Сергей Васильевич понимает, что для театра Брехт сейчас необходимая фигура: артистам, чтобы развиваться, важно пройти этот путь как процесс. В русской школе актер всегда ищет «я» в предлагаемых обстоятельствах», хочет сам прожить. А Брехт предлагает нести персонаж впереди себя, играть в него, успевая удивляться происходящему с героем. Играть не шутя. Мне кажется, большие мастера всегда находили именно этот ключ, который Брехт назвал о(т)странением.
— Артисты у вас соавторы?
— Большую часть идей актер должен сам принести в свою роль. Я вообще стою на той позиции, что не надо разжевывать все до последнего кусочка, хороший артист всегда соавтор. Поэтому важно выбрать команду. Сейчас вообще такое время, когда хочется рассмотреть людей. Чем, какими темами человек живет, о чем он молчит. И процесс репетиций — это процесс узнавания друг друга.
— В вашем спектакле два главных героя — Швейк и Гитлер. Чем вам было интересно это столкновение?
— Пьеса достаточно условная, сюжет, что называется, не стоит выеденного яйца: один хочет мясной обед, другой хочет любви, третий собаку. Не он образует историю, а человеческая тема. Брехту важно, чтобы в финале встретились два персонажа, а все, что происходит, — возможность для артистов выговориться, поразмышлять. Как выживают люди во время войны, оккупации. Это такой замер градуса — настроения общества. И юмор начинает работать, хотя многие шутки Швейка сейчас не звучат смешно, тем более если их делать репризно. Поэтому мы просто следили за мыслью Швейка: что он думает, почему так стремится повстречать Гитлера. Не буквально стремится, но за счет его неумолкаемости, попытки осознать мир возникает этот путь. Швейк же интересен тем, что всех понимает, он и Гитлера, в принципе, не осуждает, просто говорит диктатору о фактах: нет тебе дороги ни назад, ни вперед. На мой взгляд, нет человека, который бы делал что-то во имя зла — все из благих намерений. Просто каждый — заложник своих обстоятельств и желаний.

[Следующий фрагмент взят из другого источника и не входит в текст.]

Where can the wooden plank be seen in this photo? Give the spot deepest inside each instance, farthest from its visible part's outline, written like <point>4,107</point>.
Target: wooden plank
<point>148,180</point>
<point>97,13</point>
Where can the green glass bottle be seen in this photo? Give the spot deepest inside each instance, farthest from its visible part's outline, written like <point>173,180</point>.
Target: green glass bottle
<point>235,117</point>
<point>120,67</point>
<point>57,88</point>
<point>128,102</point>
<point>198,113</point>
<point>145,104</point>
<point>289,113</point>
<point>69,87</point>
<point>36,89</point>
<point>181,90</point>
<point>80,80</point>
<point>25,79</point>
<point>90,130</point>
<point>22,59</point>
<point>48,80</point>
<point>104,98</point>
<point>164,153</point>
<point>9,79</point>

Нам всем кажется: то, что я делаю, что думаю, и есть хорошо. Но в итоге может оказаться совсем иначе.
Брехт утверждает, что «малая малость растет на глазах»: маленький человек — основа всего — и плохого, и хорошего. И Гитлер тут тоже маленький человек, который назначил себя большим, а это заблуждение. Но тот, кто делает добро, — основа всего, и эта «малая малость» вместе со временем всегда побеждает большое и глупое. Мы все отчасти Швейки, потому что всегда отражаем другого человека. А он зеркалит, рассматривает это в себе и тут же выходит к другому результату. Он может поменять точку зрения в секунду, и для него не составляет труда это сделать, потому что он не очень серьезно относится к миру, не драматизирует его. Когда ты заложник больших обстоятельств, делай то, что должно. Его отправили на войну, а он не стреляет и еще заплутал, вот такой солдат. Другой тип сопротивления обстоятельствам — вроде бы конформизм, но доведенный до абсурда. Прекрасный, мне кажется, вариант: если понятия размылись, лучше их доводить до абсурда, чтобы снова вычистить и вернуть им смысл.
— Каково было создавать «тихого Брехта»? Это ведь, кажется, почти оксюморон.

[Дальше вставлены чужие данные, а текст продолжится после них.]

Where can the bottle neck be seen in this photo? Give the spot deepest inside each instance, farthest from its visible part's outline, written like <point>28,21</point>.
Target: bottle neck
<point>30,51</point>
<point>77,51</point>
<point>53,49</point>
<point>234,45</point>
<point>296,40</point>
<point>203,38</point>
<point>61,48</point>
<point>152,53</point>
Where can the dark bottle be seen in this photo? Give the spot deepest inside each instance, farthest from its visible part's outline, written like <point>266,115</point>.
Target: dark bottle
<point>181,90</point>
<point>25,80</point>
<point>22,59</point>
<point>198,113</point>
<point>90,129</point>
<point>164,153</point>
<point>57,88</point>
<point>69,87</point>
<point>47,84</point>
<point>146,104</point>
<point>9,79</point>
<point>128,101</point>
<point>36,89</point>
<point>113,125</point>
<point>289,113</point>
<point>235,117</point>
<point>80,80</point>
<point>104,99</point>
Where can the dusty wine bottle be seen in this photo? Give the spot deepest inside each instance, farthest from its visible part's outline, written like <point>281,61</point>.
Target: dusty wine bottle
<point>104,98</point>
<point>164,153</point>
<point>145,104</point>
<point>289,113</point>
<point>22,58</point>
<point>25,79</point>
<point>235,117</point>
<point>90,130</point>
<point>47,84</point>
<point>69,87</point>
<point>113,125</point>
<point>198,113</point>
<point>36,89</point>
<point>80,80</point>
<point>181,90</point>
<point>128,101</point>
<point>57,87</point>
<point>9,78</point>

— Я так сразу и подумал: удивительно тихий Брехт. Есть громкие спектакли по Брехту — допустим, у Бутусова, но он сам громкий человек и все ставит, как бы разрывая пространство и время, потому что обладает таким даром и темпераментом. А сейчас, мне кажется, уже невозможно кричать — бесполезно и бессмысленно. Можно только тихо улыбаться.
— У Брехта написано: «Крестьянская хата то приближается и увеличивается, то удаляется и уменьшается». Вы обошлись без нее…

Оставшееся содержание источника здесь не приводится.